# COMPETITIVE BODYBUILDING - POWERLIFTING - ATHLETICS & SPORTS > COLLEGIATE & PROFESSIONAL SPORTS >  What kind should i take?

## PIMPOLOGY101

Aight here is the deal i play D-2 football and i was wondering what kind of steroids i should take. I am 6'5, about 250 and run a 4'9 40 yard dash. We are in off season right now and i need the best steroid i could take and it would get out of my system in 5 months. Im planning on starting a cycle as soon as my drug test.

----------


## Rhino58

Lineman I assume, but for gear it all depends on what you are looking for. Speed, mass, or a jump in strength.
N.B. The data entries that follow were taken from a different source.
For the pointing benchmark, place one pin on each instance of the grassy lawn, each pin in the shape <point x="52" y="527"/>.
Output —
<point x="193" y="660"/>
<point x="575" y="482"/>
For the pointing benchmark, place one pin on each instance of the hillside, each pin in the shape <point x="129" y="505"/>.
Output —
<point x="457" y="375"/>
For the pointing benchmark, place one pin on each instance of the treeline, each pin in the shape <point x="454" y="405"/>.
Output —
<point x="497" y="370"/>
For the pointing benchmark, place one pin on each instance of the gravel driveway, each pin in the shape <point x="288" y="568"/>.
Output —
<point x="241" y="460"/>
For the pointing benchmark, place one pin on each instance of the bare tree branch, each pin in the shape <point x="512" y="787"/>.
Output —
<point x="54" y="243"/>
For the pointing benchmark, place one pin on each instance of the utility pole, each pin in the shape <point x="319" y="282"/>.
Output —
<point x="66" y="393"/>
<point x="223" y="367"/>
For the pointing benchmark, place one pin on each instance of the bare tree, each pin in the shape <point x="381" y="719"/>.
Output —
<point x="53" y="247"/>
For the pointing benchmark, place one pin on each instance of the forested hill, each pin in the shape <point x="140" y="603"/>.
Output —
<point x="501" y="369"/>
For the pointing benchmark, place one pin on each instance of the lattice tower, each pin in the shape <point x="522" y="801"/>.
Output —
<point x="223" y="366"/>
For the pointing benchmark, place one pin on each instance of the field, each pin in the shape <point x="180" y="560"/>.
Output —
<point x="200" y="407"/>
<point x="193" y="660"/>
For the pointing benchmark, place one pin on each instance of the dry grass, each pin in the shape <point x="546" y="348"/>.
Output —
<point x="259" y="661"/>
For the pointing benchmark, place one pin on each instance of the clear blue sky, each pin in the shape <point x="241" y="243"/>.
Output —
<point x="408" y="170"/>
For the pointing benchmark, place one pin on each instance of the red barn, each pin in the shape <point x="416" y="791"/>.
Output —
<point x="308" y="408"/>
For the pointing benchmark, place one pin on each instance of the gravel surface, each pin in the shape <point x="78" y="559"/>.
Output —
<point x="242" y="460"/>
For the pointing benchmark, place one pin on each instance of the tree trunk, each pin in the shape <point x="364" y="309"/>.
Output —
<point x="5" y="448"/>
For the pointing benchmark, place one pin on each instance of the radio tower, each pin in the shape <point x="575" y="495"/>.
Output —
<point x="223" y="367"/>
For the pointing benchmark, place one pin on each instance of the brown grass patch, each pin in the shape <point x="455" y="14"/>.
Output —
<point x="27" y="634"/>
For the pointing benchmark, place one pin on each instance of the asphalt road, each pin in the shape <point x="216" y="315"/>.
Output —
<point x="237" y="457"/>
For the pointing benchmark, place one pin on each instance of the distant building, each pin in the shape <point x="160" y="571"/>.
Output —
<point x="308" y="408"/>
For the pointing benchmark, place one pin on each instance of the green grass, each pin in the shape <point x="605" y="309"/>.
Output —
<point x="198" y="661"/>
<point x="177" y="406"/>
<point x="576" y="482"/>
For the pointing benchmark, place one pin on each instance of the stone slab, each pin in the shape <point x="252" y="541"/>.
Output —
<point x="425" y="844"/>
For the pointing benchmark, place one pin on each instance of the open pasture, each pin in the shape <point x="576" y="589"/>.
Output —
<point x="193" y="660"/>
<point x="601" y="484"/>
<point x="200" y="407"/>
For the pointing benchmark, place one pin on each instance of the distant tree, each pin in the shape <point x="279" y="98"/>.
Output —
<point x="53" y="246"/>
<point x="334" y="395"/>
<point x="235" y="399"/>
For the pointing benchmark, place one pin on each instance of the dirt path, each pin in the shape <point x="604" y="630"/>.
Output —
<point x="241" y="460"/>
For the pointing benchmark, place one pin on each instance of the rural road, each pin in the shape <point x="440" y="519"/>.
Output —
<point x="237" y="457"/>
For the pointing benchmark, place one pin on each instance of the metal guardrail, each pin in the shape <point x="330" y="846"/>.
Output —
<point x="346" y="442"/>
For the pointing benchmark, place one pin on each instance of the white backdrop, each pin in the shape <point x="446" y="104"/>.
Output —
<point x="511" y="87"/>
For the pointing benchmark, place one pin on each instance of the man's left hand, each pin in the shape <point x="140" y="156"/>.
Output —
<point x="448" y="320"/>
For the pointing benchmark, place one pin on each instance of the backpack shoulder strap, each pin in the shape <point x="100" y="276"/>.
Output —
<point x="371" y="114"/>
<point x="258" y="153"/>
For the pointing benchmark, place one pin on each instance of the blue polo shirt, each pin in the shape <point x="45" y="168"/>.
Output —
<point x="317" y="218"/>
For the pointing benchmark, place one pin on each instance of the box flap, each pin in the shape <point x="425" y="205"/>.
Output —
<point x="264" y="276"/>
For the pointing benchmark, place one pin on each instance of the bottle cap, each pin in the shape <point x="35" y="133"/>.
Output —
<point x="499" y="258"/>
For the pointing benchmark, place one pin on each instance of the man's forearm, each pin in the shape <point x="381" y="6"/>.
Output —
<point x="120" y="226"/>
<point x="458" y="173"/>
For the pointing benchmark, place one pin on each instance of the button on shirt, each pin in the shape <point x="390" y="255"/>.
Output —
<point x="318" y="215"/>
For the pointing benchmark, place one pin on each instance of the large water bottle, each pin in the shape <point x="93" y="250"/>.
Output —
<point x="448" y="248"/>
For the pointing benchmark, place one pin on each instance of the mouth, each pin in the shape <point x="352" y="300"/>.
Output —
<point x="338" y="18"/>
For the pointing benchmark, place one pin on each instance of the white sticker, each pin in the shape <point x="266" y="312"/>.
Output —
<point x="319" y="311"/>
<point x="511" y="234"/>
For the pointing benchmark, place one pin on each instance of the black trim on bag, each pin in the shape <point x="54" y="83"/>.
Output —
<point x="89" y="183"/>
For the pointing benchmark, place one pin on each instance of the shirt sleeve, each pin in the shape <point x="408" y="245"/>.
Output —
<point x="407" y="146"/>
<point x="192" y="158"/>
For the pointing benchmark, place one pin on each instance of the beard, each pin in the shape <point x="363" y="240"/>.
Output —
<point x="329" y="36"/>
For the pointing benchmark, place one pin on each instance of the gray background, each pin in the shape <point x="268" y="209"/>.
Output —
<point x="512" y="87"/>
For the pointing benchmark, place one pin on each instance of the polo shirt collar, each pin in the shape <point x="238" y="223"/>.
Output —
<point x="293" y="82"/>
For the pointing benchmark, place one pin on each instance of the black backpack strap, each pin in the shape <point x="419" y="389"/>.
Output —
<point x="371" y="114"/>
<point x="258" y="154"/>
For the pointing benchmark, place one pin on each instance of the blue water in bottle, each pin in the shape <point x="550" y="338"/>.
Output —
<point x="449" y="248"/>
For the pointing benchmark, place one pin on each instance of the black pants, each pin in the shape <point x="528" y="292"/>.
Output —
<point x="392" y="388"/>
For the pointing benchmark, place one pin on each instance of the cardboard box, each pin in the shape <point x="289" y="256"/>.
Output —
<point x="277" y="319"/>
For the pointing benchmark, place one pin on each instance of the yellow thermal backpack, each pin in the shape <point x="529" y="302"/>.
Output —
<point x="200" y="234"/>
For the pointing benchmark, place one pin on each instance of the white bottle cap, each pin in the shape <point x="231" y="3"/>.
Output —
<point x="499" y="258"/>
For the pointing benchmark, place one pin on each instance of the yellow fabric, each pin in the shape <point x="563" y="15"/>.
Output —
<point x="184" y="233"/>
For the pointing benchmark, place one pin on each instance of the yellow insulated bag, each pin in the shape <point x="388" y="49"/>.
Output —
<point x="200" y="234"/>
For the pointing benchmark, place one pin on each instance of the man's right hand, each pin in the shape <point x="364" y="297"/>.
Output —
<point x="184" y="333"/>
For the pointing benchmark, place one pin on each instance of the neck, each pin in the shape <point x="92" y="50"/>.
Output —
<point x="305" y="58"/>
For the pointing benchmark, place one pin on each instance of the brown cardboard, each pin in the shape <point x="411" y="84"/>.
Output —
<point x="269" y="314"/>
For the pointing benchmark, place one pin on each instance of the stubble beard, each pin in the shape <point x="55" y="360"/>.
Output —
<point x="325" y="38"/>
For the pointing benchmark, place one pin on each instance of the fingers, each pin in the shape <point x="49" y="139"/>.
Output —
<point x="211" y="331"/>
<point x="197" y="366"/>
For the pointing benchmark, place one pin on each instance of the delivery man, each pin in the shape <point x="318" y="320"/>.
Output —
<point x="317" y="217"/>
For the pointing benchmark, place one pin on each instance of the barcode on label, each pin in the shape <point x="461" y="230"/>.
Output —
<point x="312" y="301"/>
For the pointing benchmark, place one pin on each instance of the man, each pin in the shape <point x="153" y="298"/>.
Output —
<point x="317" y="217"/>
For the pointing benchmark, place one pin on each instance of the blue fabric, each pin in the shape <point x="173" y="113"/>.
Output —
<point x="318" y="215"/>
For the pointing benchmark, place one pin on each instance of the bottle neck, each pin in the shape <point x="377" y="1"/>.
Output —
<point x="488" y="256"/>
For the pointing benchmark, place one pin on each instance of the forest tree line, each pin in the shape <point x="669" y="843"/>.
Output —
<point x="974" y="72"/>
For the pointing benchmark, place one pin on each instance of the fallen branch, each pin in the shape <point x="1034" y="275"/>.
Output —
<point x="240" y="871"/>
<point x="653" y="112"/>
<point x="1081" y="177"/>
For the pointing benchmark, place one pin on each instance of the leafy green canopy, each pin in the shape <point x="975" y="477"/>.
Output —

Look through the steroid cycles on the main site.

----------


## AG5678

Pimpology101 whats your diet consist of?

----------


## D-END

Tren and prop cycle is what you want.

----------


## Casanova33

if u can get it var would be great for the joints. prop tren would be good if u can stand the ed injections.

----------


## BP85

> Lineman I assume, but for gear it all depends on what you are looking for. Speed, mass, or a jump in strength. Look through the steroid cycles on the main site.



I was thinking a Tight End. But at the same time I could see DE. This kid that graduated a year before me is 6'5 270 runs a 4.9, on a good day, and he plays almost half of the game, is playing 1aa ball and is an OLB.

----------


## BP85

> Lineman I assume, but for gear it all depends on what you are looking for. Speed, mass, or a jump in strength. Look through the steroid cycles on the main site.



I was thinking a Tight End. But at the same time I could see DE. This kid that graduated a year before me is 6'5 270 runs a 4.9, on a good day, and he plays almost half of the game, is playing 1aa ball and is an OLB.

----------


## flyguy7

6'5 270 and runs a 4.9? animal, that's sick

----------


## RoNNy THe BuLL

**** the gear. If you're training for football the only reason you need gear is to help you recover. That's about it. Gaining weight is going to seriously hurt your game.

IF ANYTHING, I would run a low dose of 200-300mg of Test Enanthate or Cypionate for recovery purposes ONLY.

Concentrate more on Plyometrics and Explosive training. Being 20lbs heavier and being able to bench 50lbs more ain't gonna do **** for your game. It's going to be more of a load to carry and you're going to slow down and hurt your explosiveness.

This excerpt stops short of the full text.